Sharing with you things that are on my mind...Maybe yours too. Come back to Wrights Lane for a visit anytime! And, by all means, let's hear from you by leaving a comment at the end of any post. THE MOTIVATION: I firmly believe that if I have felt, experienced or questioned something in life, then surely others must have too. That's what this blog is all about -- hopefully relating in some meaningful way -- sharing, if you will, on subjects of an inspirational and human interest nature. Nostalgia will frequently find its way into some of the items...And lots of food for thought. A work in progress, to be sure.

01 October, 2020

IS TRUE LOYALTY POSSIBLE? ANSWER: YES BUT WITH CERTAIN ALLOWANCES AND CONSIDERATIONS


Let me underline the fact that it is undoubtedly a comfortable feeling that there are certain people who are loyal friends on whom we can rely, whatever happens in our life. No question, loyalty is a personal trait that is to be highly admired and cherished.

But at the same time, I have to wonder if absolute loyalty, like absolute altruism, is incompatible with natural laws.

Traditionally, we swear an across-the-board oath of ever-lasting faith in our Creator God followed by an oath (vow) of eternal loyalty to a spouse, our country and even members of certain social organizations. But, in reality, how often are these oaths really respected over the course of an eventful lifespan?

Truthfully, we cannot fulfill such commendable oaths if loyalty is based only on a feeling of obligation or duty as is very often the case, frequently overriding the original purpose of providing support, warmth and friendship in human relations. 

It is not too far off topic to reveal that on several occasions in the past I ignorantly expressed or justified loyalty on the basis that I was doing it out of an over-blown sense of obligation -- or duty -- when in reality that was only partially true in view of the fact that there was also deep love in my heart at the same time. I just expressed it awkwardly and insensitively and in retrospect sincerely wish I had an opportunity to take back those words, if only the dear souls were still alive to understand that love, not duty, was my main motivation in the primary care I was giving.

It is so easy to confuse love from the bottom of one's heart with duty and commitment when considering this rather complex subject.

So why must we formalize faithfulness by a solemn oath or promise anyway? Back to that in a moment.

Just over a century ago, Sir Winston Churchill left the Conservative party in Britain and joined the Liberals. The story is told that, upon hearing her husband criticized as a "turncoat," Lady Churchill remarked, "I prefer my husband to be loyal to his ideals and not to a party that is no longer loyal to them."

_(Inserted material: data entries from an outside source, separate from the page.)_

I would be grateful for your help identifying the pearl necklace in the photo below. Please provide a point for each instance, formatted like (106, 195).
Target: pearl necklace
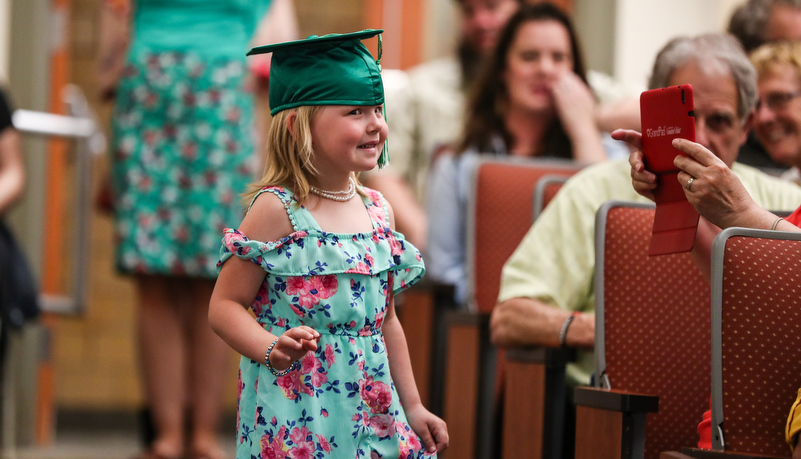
(340, 196)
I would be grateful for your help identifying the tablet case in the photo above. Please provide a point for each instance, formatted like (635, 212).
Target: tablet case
(667, 113)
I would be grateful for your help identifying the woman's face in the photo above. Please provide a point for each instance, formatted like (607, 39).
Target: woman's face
(777, 121)
(539, 53)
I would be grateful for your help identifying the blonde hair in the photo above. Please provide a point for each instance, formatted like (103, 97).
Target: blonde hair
(288, 161)
(771, 54)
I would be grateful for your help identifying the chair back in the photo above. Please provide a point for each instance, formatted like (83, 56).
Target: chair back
(546, 189)
(756, 343)
(499, 215)
(652, 325)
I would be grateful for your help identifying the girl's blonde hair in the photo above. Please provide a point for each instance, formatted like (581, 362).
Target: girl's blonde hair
(288, 161)
(770, 54)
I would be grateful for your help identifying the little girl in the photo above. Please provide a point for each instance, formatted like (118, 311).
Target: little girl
(325, 369)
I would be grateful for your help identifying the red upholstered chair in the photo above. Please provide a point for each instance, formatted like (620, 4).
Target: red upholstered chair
(756, 341)
(652, 337)
(534, 383)
(546, 189)
(499, 216)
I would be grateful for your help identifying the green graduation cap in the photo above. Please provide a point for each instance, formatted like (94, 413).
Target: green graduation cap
(335, 69)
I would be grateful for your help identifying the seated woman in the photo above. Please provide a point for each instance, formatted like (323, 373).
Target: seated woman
(532, 100)
(718, 195)
(777, 120)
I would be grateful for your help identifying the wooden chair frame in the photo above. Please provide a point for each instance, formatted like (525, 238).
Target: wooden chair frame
(469, 402)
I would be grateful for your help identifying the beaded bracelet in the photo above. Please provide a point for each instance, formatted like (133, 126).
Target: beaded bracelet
(269, 365)
(565, 325)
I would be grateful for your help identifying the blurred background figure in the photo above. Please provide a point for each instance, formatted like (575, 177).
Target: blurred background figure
(427, 116)
(18, 289)
(181, 152)
(754, 23)
(532, 100)
(777, 120)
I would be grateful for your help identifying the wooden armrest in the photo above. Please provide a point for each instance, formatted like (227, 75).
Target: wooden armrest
(673, 455)
(613, 400)
(467, 318)
(551, 357)
(696, 453)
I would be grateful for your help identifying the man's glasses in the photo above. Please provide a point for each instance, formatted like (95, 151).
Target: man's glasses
(777, 100)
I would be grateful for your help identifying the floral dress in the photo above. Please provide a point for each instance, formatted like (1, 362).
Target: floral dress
(341, 401)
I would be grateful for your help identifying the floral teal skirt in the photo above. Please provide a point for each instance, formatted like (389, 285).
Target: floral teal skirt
(182, 154)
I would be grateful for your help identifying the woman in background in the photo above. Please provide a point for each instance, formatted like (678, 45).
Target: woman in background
(532, 100)
(182, 147)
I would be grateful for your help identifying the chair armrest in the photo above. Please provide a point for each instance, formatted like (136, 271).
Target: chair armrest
(696, 453)
(673, 455)
(611, 424)
(614, 400)
(551, 357)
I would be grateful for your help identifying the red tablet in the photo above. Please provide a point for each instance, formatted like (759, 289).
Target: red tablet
(666, 114)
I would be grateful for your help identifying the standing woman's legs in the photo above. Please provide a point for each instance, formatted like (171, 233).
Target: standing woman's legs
(162, 359)
(208, 357)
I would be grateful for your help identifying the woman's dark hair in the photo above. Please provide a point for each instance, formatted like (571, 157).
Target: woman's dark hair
(485, 118)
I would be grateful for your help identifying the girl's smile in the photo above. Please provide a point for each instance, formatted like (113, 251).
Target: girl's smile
(348, 138)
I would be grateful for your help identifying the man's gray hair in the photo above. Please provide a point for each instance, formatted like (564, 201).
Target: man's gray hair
(749, 22)
(719, 50)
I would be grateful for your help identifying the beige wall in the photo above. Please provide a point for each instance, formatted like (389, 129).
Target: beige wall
(5, 7)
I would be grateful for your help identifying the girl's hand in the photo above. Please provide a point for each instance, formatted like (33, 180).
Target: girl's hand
(642, 179)
(292, 345)
(432, 430)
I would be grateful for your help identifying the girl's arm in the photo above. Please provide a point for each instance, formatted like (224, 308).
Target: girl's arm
(237, 285)
(12, 169)
(432, 430)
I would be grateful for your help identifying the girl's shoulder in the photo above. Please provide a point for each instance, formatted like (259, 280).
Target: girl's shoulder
(268, 217)
(379, 208)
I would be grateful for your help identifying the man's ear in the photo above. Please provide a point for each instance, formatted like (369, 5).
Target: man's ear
(749, 122)
(290, 122)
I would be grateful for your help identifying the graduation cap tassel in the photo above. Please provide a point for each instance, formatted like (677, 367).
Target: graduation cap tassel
(383, 158)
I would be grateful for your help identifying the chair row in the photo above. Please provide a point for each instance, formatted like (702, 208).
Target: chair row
(662, 350)
(653, 335)
(462, 372)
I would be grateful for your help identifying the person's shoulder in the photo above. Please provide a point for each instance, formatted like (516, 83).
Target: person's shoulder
(608, 172)
(433, 67)
(595, 184)
(438, 73)
(755, 175)
(268, 216)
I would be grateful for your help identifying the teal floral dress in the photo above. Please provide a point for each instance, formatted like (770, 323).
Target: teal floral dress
(341, 401)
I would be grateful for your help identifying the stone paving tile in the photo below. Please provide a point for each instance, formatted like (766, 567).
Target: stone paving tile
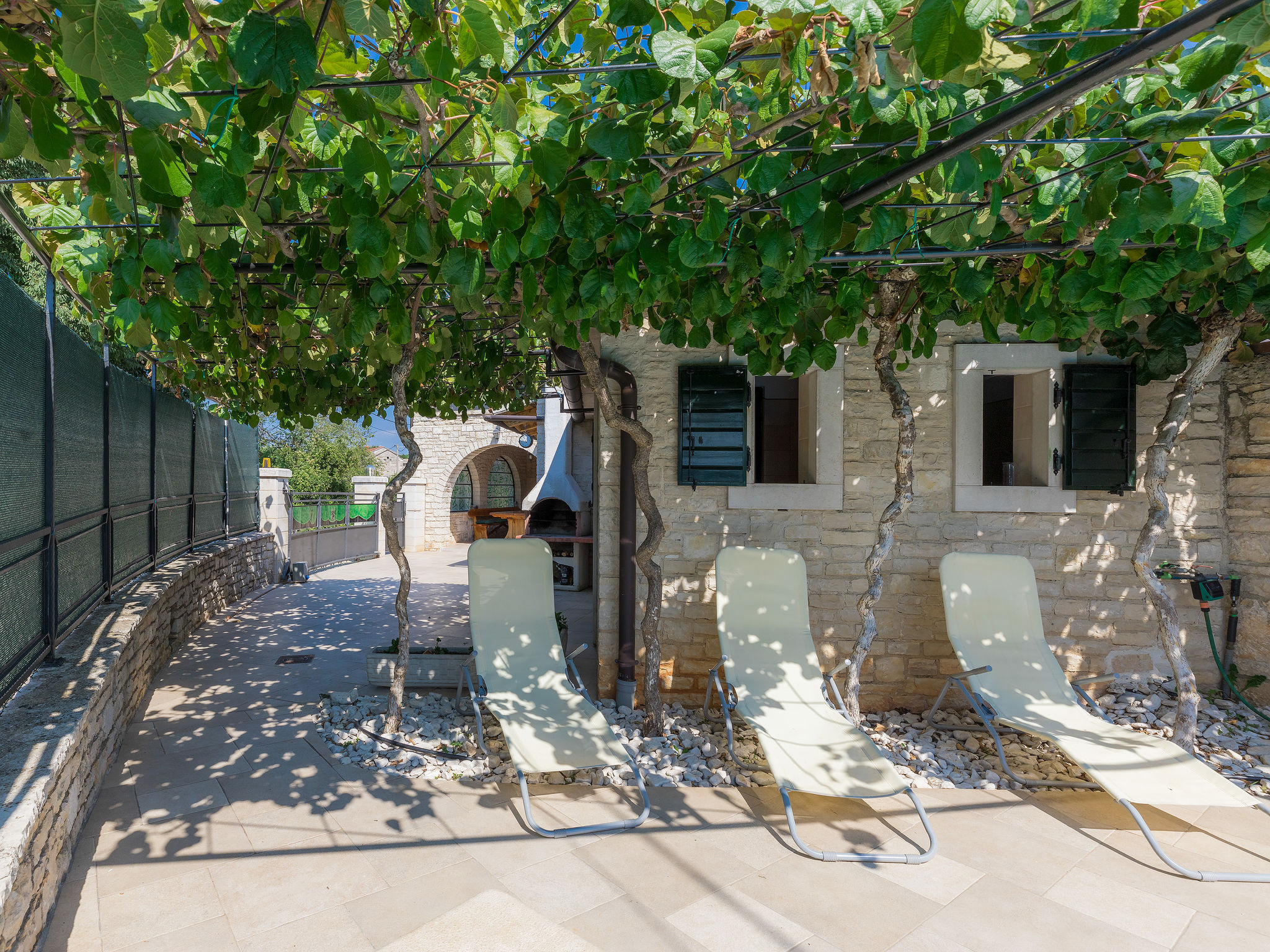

To my mind you can decide to be loyal to a god or an ideal under all circumstances but there is room for caution when making this kind of promise to an individual. God remains steadfast, people can and do change. Just as you cannot love on command (or demand), you cannot be loyal on command without exposing yourself to the distress of following a code of behavior in which you no longer believe. If you try to do it, you either develop inferiority complexes because of your failure or you become miserable by acting in a manner that does run contrary to your nature. 

I ride the fence on the idea that loyalty should be absolute and unchanging to the point of wondering if it is actually unnatural to a degree. I harken back to a period in history where great rulers who eventually became powerless advocates of a lost cause often formally relieved their subjects, and in particular their soldiers, of their oaths of loyalty to spare them unnecessary guilt and suffering. 

The same is true of a wise spouse who does not object to separation or divorce when the relationship becomes manifestly untenable. It is better to amputate a badly infected dying limb than to hang on to it until it kills you, mainly because it is yours.

The guilt of a broken vow too weighs heavily and has long-lasting implications. I think that separations and divorces, marital in particular, are generally the saddest, most devastating things that can happen in anyone's life...So is maintaining a relationship out of a sense of obligation and long after the bloom is off the rose.

Is there anything more pathetic than putting up a good front and pretending out of a sense of duty or, worse yet, to save face for whatever reasons.

I pray that I should never become so jaded as to even imagine a society where we no longer swear fidelity even to God, apple pie and motherhood.

But in today's world I can't help but wonder...sometimes. Heaven help us if we arrive at a point where we cannot put faith in so-called permanent institutions. Still bad things happen because life is like that and we have to be prepared to face the worst with reasoned rationality and resolution.

Bottom line, do not take loyalty and associated oaths and vows lightly. We're talking about the glue that traditionally holds relationships together, or at least makes one think twice when inevitable uncertainty enters the picture. 

Let your avowed love and sense of commitment (not to be confused with obligation) develop naturally and surely. If you are fortunate and it is predestined, you will live with your loyalty in tact for a long and glorious rest of your life.